Caldaie a Condensazione: Un Cuore Tecnologico per il Riscaldamento
Le caldaie a condensazione rappresentano una soluzione avanzata per la produzione di calore, sfruttando il calore latente di condensazione del vapore acqueo nei fumi di scarico per aumentare l'efficienza. Modelli come DUAL-TECH e SUPREMA-TECH di Radiant integrano un sistema brevettato DUAL-TECH® per la produzione continua di acqua calda sanitaria e l'ALL INCLUSIVE SYSTEM, che permette di gestire fino a tre zone con temperature di mandata differenti, adatte sia per radiatori che per pannelli radianti a pavimento.
Radiant offre una vasta gamma di caldaie a condensazione, tra cui:
- Caldaie a condensazione basamento ad alta efficienza con accumulo da 100 litri, nelle potenze di 24, 28 e 34 kW.
- Caldaie a condensazione ad alta efficienza con accumulo da 20 litri ad incasso, nelle potenze di 24, 28 e 34 kW, con sistema ALL-INCLUSIVE ® per circuiti alta/bassa temperatura.

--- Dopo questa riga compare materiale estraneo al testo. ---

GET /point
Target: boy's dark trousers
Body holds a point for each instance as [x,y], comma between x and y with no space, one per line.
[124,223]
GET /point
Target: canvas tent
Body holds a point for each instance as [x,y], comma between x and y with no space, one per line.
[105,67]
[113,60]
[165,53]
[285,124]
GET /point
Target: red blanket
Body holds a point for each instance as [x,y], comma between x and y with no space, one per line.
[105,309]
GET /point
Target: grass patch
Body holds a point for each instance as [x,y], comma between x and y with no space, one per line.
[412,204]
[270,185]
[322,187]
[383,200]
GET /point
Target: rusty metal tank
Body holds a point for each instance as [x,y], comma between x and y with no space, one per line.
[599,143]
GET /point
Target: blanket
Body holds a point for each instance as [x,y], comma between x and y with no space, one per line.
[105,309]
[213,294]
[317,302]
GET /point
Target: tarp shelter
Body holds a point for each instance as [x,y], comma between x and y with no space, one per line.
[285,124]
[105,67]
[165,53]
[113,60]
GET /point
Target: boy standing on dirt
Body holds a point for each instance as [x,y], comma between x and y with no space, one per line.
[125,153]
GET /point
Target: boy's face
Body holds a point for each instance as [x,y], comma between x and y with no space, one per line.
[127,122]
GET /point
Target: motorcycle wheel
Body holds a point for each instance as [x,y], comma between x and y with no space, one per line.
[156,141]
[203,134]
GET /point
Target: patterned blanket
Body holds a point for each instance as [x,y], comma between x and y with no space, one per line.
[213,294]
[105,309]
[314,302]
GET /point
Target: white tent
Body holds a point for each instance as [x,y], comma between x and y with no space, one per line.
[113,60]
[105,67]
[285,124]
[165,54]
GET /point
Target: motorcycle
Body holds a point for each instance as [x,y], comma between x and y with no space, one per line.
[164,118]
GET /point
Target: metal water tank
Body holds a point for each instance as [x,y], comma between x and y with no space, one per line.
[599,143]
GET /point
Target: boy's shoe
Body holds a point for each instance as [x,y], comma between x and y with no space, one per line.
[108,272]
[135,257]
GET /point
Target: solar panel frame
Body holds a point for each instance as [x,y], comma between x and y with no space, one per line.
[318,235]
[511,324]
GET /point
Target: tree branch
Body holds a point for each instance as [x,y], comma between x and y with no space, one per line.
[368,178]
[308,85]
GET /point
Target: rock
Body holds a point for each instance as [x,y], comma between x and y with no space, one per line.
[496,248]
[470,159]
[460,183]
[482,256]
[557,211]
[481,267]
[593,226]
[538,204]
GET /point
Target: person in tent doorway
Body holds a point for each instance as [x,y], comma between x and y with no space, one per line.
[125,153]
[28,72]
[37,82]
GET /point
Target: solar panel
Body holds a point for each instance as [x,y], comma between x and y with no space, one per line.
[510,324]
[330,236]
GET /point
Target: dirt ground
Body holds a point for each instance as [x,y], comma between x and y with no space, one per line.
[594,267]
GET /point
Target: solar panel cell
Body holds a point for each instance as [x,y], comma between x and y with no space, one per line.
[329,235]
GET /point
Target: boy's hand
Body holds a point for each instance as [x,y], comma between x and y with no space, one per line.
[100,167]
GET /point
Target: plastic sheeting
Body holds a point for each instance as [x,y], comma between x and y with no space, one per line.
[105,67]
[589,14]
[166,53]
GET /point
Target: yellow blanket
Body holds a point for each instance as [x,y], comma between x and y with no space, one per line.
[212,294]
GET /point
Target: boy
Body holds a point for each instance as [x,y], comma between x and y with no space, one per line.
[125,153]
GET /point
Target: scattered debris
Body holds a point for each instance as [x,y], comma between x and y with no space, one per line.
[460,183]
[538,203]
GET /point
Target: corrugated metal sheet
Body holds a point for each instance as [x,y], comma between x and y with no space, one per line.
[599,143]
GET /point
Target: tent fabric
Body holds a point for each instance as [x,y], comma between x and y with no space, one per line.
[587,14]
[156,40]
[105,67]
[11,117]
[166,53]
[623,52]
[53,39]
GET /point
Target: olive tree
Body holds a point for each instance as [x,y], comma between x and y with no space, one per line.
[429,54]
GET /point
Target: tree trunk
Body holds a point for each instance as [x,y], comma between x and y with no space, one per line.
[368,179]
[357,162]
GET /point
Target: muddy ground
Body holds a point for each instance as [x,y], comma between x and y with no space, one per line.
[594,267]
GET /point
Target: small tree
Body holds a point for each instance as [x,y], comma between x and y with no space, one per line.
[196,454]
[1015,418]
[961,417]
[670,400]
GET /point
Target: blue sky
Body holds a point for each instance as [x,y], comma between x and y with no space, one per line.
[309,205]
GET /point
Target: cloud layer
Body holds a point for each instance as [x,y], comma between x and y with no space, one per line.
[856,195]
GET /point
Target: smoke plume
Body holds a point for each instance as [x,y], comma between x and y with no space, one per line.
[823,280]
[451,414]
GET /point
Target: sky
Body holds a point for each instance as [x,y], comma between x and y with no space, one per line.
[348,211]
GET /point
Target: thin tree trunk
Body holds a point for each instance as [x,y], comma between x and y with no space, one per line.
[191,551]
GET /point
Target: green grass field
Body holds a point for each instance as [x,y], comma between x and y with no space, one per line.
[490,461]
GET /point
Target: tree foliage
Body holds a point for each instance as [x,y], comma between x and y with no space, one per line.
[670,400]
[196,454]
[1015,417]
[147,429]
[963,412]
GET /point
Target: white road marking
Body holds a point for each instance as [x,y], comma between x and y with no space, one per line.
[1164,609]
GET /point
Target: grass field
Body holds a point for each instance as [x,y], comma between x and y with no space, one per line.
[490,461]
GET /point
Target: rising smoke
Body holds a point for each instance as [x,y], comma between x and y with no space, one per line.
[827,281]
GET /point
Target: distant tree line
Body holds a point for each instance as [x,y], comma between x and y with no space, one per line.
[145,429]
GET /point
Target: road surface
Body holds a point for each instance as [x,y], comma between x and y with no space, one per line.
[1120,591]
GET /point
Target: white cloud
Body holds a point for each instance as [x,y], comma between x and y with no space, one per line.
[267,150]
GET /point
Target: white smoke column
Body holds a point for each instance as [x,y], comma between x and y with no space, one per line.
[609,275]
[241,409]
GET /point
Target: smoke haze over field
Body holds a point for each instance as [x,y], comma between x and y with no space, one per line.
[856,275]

- Caldaie a condensazione basamento con accumulo da 150 litri.
Sistemi Solari Termici: Sfruttare l'Energia del Sole
L'energia solare è una risorsa preziosa per la produzione di calore a bassa temperatura. Già nel VII secolo a.C. si utilizzava l'energia solare per accendere il fuoco, ma è solo nel XVIII secolo che è stato costruito il primo prototipo di collettore solare. Oggi, i pannelli solari catturano l'energia solare per riscaldare l'acqua, utilizzabile per scopi sanitari o per il riscaldamento degli ambienti.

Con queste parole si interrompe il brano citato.